Selon les données du gouvernement anglais, cette variante est au moins 50% plus contagieuse et la principale différence réside dans le taux d’infection chez les enfants jusqu’à l’âge de 9 ans. Aucune différence significative n’a encore été trouvée dans l’évolution clinique, la mortalité dans les 28 jours ou le risque de réinfection. Toutefois, une telle augmentation de transmission qui suit une croissance exponentielle va finir pour avoir le même ou plus d’effet que si la contagiosité restait inchangée mais la gravité augmentait. D’ailleurs, la situation sanitaire en Angleterre, et notamment dans la zone d’émergence de la variante, est proche du collapse; le nombre d’enfants hospitalisés a augmenté énormément sur le mois de décembre et les écoles resteront fermées pour probablement longtemps.

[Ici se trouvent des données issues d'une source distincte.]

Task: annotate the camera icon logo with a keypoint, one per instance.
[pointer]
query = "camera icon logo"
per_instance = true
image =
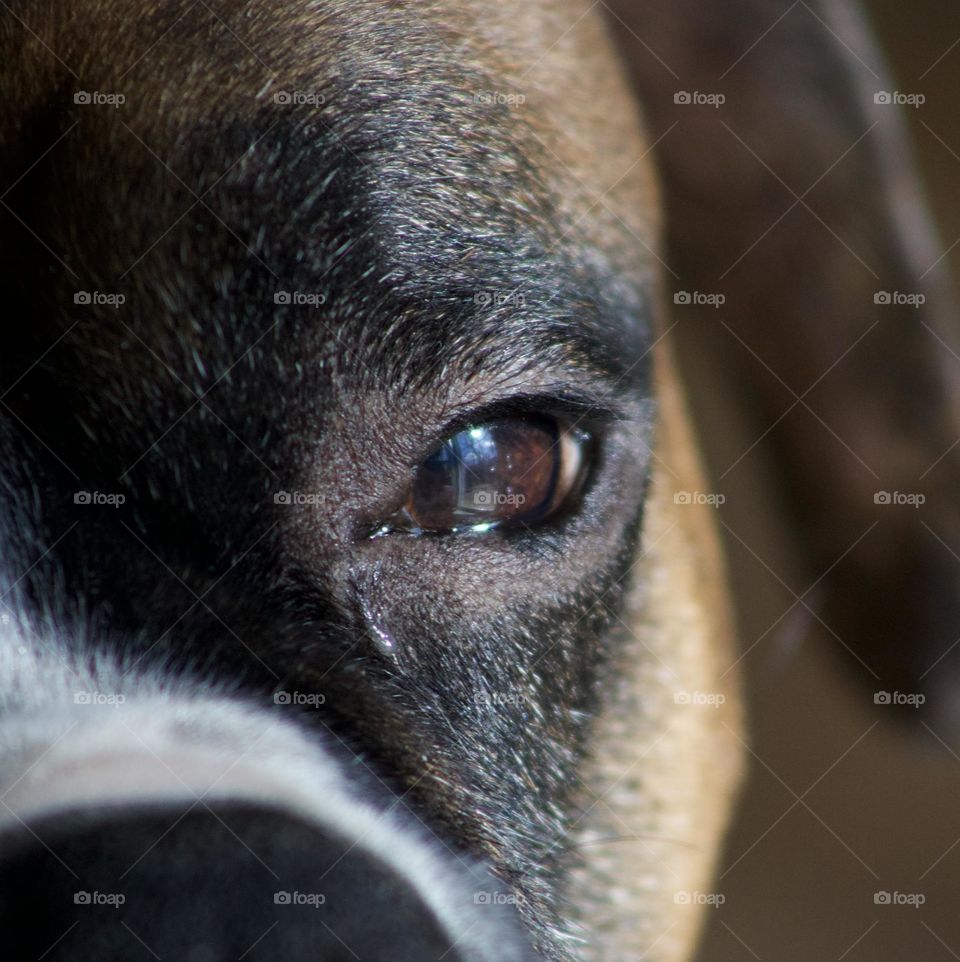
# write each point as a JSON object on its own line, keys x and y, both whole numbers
{"x": 483, "y": 498}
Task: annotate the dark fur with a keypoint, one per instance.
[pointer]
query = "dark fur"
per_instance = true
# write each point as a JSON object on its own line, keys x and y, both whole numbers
{"x": 200, "y": 398}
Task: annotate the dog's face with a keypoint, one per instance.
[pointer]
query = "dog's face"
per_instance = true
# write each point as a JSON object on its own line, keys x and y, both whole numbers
{"x": 343, "y": 459}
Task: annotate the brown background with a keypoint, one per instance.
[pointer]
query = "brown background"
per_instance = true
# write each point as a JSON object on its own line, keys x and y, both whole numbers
{"x": 880, "y": 807}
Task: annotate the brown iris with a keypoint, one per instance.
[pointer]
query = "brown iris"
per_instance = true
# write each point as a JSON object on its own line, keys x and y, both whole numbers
{"x": 516, "y": 470}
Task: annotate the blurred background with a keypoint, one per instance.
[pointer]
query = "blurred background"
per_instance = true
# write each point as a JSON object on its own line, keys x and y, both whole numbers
{"x": 841, "y": 804}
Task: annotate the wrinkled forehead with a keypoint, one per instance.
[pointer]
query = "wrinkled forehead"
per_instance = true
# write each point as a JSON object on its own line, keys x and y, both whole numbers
{"x": 414, "y": 181}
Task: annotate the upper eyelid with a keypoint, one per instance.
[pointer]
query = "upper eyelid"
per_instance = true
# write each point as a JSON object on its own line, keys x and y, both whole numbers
{"x": 579, "y": 408}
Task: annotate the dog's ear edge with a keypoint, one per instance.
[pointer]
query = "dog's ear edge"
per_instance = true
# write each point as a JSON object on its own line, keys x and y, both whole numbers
{"x": 790, "y": 192}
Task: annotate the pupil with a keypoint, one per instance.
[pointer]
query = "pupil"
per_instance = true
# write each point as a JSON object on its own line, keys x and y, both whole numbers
{"x": 503, "y": 470}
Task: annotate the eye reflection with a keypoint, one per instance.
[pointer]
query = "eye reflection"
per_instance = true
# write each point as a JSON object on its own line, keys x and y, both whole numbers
{"x": 510, "y": 470}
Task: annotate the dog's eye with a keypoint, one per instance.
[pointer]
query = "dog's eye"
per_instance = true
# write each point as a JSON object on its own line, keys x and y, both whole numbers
{"x": 515, "y": 470}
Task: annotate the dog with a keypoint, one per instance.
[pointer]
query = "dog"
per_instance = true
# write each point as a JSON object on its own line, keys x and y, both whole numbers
{"x": 363, "y": 591}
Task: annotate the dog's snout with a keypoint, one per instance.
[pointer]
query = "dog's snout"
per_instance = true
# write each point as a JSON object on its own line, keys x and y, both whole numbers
{"x": 210, "y": 884}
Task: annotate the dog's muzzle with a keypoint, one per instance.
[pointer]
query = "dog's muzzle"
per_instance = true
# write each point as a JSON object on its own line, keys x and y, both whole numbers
{"x": 177, "y": 825}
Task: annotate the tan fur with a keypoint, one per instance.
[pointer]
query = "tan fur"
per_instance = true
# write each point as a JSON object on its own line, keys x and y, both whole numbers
{"x": 664, "y": 772}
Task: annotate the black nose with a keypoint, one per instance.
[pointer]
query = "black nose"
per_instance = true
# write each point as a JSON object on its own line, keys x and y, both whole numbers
{"x": 239, "y": 882}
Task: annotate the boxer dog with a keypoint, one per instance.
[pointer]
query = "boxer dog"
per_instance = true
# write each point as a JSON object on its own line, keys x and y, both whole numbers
{"x": 362, "y": 597}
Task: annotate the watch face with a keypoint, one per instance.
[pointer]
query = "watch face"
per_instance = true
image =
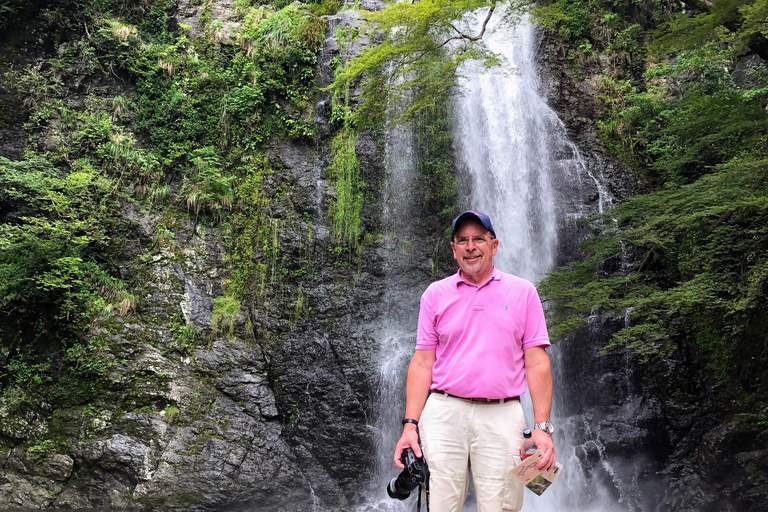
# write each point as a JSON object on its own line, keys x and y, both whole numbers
{"x": 546, "y": 426}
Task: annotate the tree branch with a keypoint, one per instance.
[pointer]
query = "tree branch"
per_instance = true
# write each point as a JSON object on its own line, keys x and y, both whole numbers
{"x": 462, "y": 35}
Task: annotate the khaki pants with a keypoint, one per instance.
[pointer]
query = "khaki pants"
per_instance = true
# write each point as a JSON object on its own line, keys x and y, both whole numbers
{"x": 457, "y": 434}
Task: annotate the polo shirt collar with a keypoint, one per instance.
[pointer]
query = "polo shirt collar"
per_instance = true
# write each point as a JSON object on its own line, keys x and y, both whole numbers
{"x": 495, "y": 276}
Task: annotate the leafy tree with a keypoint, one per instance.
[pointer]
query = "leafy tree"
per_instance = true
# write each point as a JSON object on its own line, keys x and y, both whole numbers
{"x": 424, "y": 44}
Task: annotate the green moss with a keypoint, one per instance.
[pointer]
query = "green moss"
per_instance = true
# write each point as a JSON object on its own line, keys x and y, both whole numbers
{"x": 344, "y": 172}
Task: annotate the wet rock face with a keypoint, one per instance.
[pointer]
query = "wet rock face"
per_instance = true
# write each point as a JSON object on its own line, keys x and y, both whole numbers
{"x": 660, "y": 421}
{"x": 273, "y": 416}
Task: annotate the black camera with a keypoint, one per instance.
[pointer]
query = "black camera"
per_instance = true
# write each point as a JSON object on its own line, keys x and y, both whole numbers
{"x": 416, "y": 472}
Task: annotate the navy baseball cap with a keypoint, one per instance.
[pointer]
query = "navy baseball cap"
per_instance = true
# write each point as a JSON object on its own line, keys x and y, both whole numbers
{"x": 471, "y": 214}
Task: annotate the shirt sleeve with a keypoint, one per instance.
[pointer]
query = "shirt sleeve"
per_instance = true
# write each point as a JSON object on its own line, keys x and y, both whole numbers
{"x": 426, "y": 334}
{"x": 535, "y": 333}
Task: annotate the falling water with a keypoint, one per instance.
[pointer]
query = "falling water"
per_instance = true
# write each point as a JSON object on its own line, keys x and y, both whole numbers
{"x": 530, "y": 179}
{"x": 513, "y": 154}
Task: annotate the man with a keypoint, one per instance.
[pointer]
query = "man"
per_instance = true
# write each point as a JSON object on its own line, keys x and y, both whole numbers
{"x": 481, "y": 335}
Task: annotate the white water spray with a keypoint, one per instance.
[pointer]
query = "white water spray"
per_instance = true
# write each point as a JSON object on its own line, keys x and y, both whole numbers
{"x": 525, "y": 173}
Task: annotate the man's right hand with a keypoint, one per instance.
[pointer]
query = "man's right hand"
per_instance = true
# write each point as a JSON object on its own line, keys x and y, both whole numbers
{"x": 409, "y": 439}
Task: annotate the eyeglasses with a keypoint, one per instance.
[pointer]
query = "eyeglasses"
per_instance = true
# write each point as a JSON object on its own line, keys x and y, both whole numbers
{"x": 477, "y": 240}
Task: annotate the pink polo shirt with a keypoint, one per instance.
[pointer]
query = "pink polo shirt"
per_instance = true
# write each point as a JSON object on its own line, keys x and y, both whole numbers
{"x": 479, "y": 333}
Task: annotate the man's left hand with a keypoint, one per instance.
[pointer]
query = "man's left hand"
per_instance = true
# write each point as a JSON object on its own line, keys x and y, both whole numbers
{"x": 547, "y": 448}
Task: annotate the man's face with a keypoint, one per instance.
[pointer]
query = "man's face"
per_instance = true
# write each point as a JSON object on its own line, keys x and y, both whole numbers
{"x": 474, "y": 249}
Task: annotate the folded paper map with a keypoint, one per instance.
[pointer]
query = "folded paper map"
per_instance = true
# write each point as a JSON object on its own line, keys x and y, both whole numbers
{"x": 534, "y": 479}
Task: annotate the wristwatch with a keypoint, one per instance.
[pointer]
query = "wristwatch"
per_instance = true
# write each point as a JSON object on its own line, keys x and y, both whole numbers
{"x": 546, "y": 426}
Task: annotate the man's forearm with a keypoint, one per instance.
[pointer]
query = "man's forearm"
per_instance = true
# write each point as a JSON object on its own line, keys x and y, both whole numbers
{"x": 539, "y": 375}
{"x": 419, "y": 382}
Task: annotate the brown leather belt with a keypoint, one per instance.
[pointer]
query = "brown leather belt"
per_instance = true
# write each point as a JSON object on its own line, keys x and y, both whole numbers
{"x": 479, "y": 400}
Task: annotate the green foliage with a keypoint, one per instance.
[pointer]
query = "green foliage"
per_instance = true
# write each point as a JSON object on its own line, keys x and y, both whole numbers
{"x": 424, "y": 45}
{"x": 685, "y": 264}
{"x": 437, "y": 185}
{"x": 344, "y": 172}
{"x": 225, "y": 311}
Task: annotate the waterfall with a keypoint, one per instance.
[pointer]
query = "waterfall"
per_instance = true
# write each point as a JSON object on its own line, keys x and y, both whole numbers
{"x": 515, "y": 159}
{"x": 530, "y": 179}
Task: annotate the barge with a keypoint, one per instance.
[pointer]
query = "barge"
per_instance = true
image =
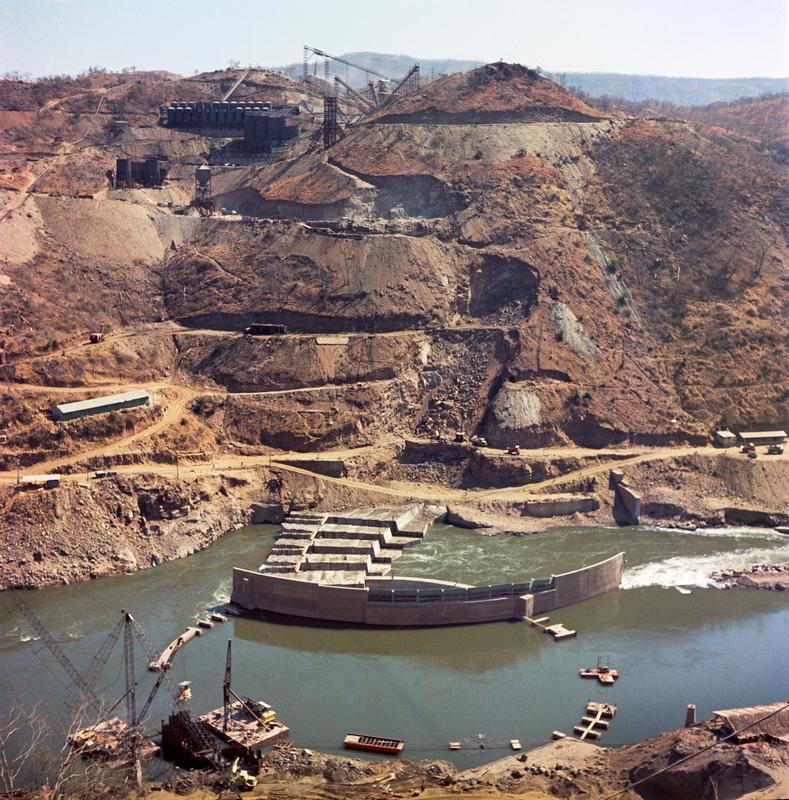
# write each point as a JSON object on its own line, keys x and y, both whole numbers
{"x": 374, "y": 744}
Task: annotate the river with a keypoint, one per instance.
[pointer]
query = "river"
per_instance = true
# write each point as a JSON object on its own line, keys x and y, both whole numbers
{"x": 674, "y": 636}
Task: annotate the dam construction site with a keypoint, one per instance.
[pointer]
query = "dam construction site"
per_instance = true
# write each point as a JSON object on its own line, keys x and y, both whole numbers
{"x": 349, "y": 386}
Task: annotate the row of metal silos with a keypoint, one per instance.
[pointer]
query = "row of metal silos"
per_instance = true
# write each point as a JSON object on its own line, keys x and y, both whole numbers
{"x": 200, "y": 114}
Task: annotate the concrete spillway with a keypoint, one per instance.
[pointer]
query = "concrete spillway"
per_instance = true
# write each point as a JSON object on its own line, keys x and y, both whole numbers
{"x": 338, "y": 567}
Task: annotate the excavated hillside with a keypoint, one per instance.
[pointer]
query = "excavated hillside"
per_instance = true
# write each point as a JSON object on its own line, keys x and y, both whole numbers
{"x": 488, "y": 254}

La France est un des rares pays en Europe à avoir repris les vols d’Angleterre pour tous les citoyens européens, alors que les autres pays les ont repris seulement pour les ressortissants, sans instaurer une quarantaine. Cette liberté de circulation, associée au retard français dans le séquençage du virus, font craindre que la variante VUI-202012/01, déjà détectée dans le pays, se propage rapidement et puisse constituer un danger accru pour les enfants.

Conclusion : Une forte incertitude est liée aux effets sur les enfants de la nouvelle variante identifiée en décembre. Une circulation encore plus fréquente chez les enfants déterminerait une hausse considérable des cas graves et des formes invalidantes.